The long, straight and relatively flat road here is getting boring now. When you're fresh it's fine but soon into the day it becomes a mental slog of merely counting down the kilometres. Yesterday was one of those days and the final twenty to thirty kilometres into Maun added a beefy headwind. Still, there were a few moments which rescued the day - a red car drove past with the windows rolled down - I counted four pairs of hands clapping.
Maun is a touristy town and not the capital of Botswana (in fact, this is the first country we're travelling through where we won't pass through the capital). It's quite pleasant though, the taxis are cheap and there's a few things to do around town.
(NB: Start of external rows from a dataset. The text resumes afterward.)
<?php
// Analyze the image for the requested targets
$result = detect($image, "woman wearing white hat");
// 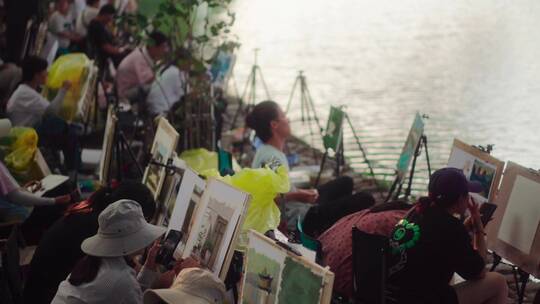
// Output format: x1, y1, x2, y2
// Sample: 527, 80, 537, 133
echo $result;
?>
51, 200, 166, 304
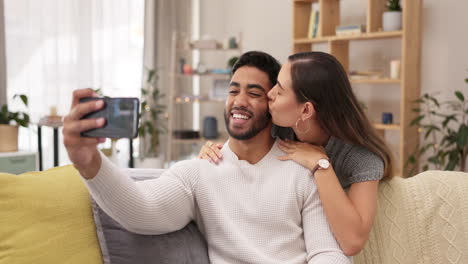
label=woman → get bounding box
[199,52,392,256]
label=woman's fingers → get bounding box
[198,141,223,164]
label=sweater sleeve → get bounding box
[83,153,198,234]
[302,178,352,264]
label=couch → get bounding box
[0,166,468,264]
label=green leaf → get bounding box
[410,115,425,126]
[455,91,465,102]
[457,124,468,148]
[442,115,457,127]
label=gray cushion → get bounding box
[92,201,210,264]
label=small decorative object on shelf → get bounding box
[229,37,239,49]
[382,112,393,125]
[195,62,208,74]
[182,63,193,74]
[0,94,30,152]
[203,116,218,139]
[190,38,222,49]
[382,0,401,31]
[335,24,366,36]
[390,60,401,79]
[210,79,229,101]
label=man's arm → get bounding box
[302,180,352,264]
[84,154,198,234]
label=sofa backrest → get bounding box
[354,171,468,264]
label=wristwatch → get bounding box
[312,158,330,173]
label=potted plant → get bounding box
[0,94,29,152]
[138,69,167,167]
[382,0,401,31]
[406,79,468,175]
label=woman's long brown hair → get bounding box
[288,52,393,179]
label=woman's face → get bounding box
[268,61,302,127]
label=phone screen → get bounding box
[80,97,140,138]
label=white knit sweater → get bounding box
[85,139,351,264]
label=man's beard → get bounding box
[224,108,271,140]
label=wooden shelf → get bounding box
[175,73,230,78]
[294,0,319,4]
[174,97,226,104]
[349,78,401,84]
[294,30,403,44]
[373,123,401,130]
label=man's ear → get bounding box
[301,102,316,120]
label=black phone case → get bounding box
[80,97,140,138]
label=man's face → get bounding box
[224,66,272,140]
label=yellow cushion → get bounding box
[0,166,102,264]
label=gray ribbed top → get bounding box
[271,126,384,188]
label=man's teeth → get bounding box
[232,114,249,120]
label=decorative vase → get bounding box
[382,11,401,31]
[0,125,18,152]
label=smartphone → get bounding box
[80,97,140,138]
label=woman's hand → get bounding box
[278,140,328,170]
[197,141,223,164]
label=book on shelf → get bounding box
[307,3,320,38]
[335,24,366,36]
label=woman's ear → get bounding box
[301,102,316,120]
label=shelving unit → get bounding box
[292,0,422,175]
[165,32,241,164]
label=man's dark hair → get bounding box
[232,51,281,86]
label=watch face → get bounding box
[318,159,330,169]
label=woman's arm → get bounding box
[279,141,378,256]
[314,167,379,256]
[197,141,224,164]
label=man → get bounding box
[63,52,351,264]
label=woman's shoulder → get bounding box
[326,138,384,186]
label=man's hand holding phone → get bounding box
[62,89,105,179]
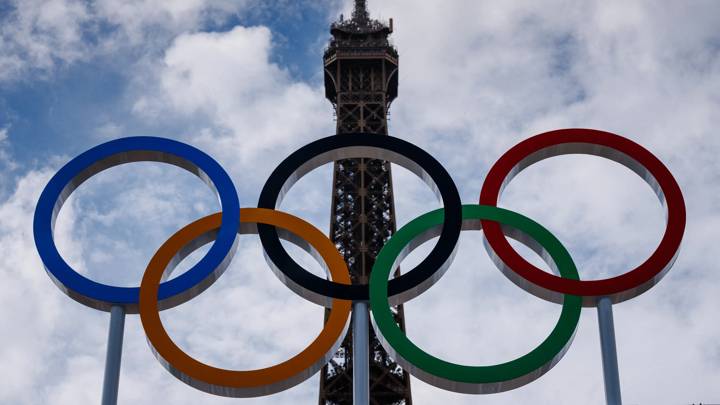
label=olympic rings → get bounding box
[33,137,240,313]
[480,129,685,306]
[370,205,582,394]
[140,208,351,398]
[258,134,462,306]
[33,129,685,397]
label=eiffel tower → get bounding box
[319,0,412,405]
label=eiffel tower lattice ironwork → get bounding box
[319,0,412,405]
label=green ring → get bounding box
[370,205,582,394]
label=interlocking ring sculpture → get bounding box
[33,129,685,397]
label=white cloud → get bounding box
[0,0,720,404]
[134,26,332,181]
[0,0,255,83]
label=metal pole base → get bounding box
[353,302,370,405]
[597,297,622,405]
[102,306,125,405]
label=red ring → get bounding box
[480,129,685,306]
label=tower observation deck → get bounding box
[319,0,412,405]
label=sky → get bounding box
[0,0,720,405]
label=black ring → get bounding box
[258,133,462,307]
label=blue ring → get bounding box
[33,137,240,313]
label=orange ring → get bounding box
[140,208,352,397]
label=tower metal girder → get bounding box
[319,0,412,405]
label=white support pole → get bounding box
[597,297,622,405]
[353,302,370,405]
[102,306,125,405]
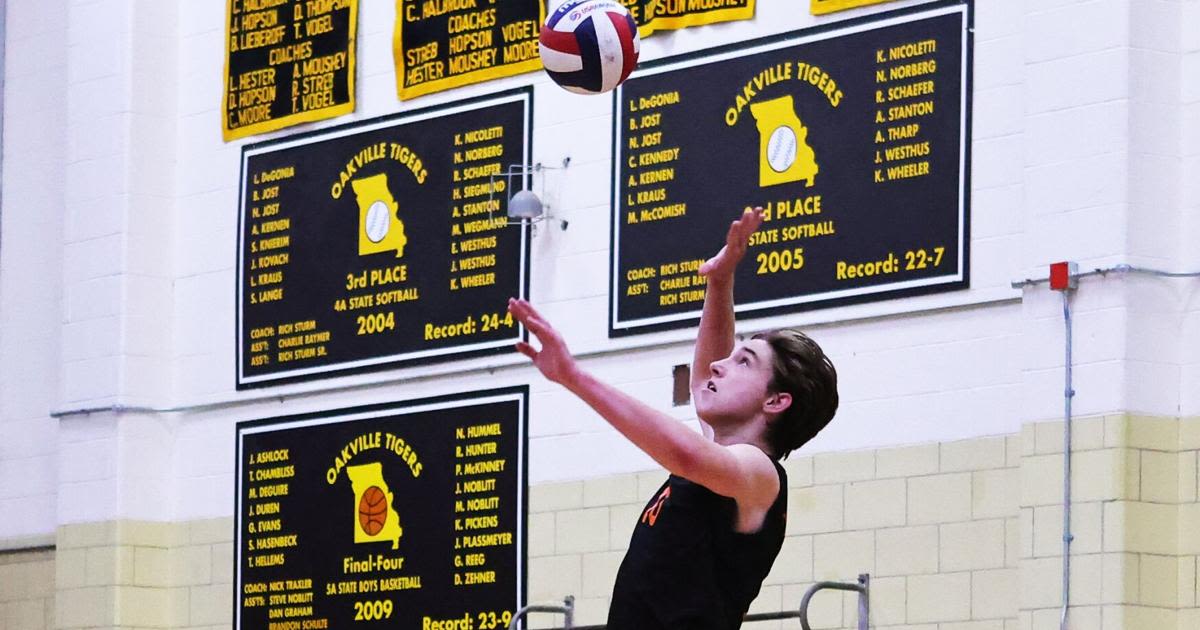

I've discovered that there's free wi-fi at the airport and so I've been here for the last three hours uploading photos, planning my summer of cross country racing and just generally gleaning information from the internet.
It took a while this morning but Jason and I eventually found a third person (Jeff) to accompany us on a hour long scenic flight over the Okavango Delta. It was awesome fun going up in a light aircraft again - slightly unsettling on the stomach but well worth the expense. The landscape is as flat over the Delta as the roads have been and it was intriguing trying to spot game - elephants are well disguised as bushes (and vice versa) while giraffes are often unmistakeable trees.
Not much else has happened this rest day - in a bid to avoid having to pay an extortionate price for breakfast, I prebought cereal and long-life milk. When I woke up this morning, it was raining heavily outside, so for the first time I took my bowl out and ate breakfast inside my tent (normally my tent is packed away in the truck by the time breakfast is out). Luckily no milk was spilt and it was a wonderful new experience. When I eventually left my tent, I discovered that the hotel continental breakfast was the same price as my cereal and milk and for an unlimited buffet of bread and cereal. Oops.
Now it's time to get some food, pick up my laundry and clean my bike. Oh how I'm sure I'll easily forget these rest days.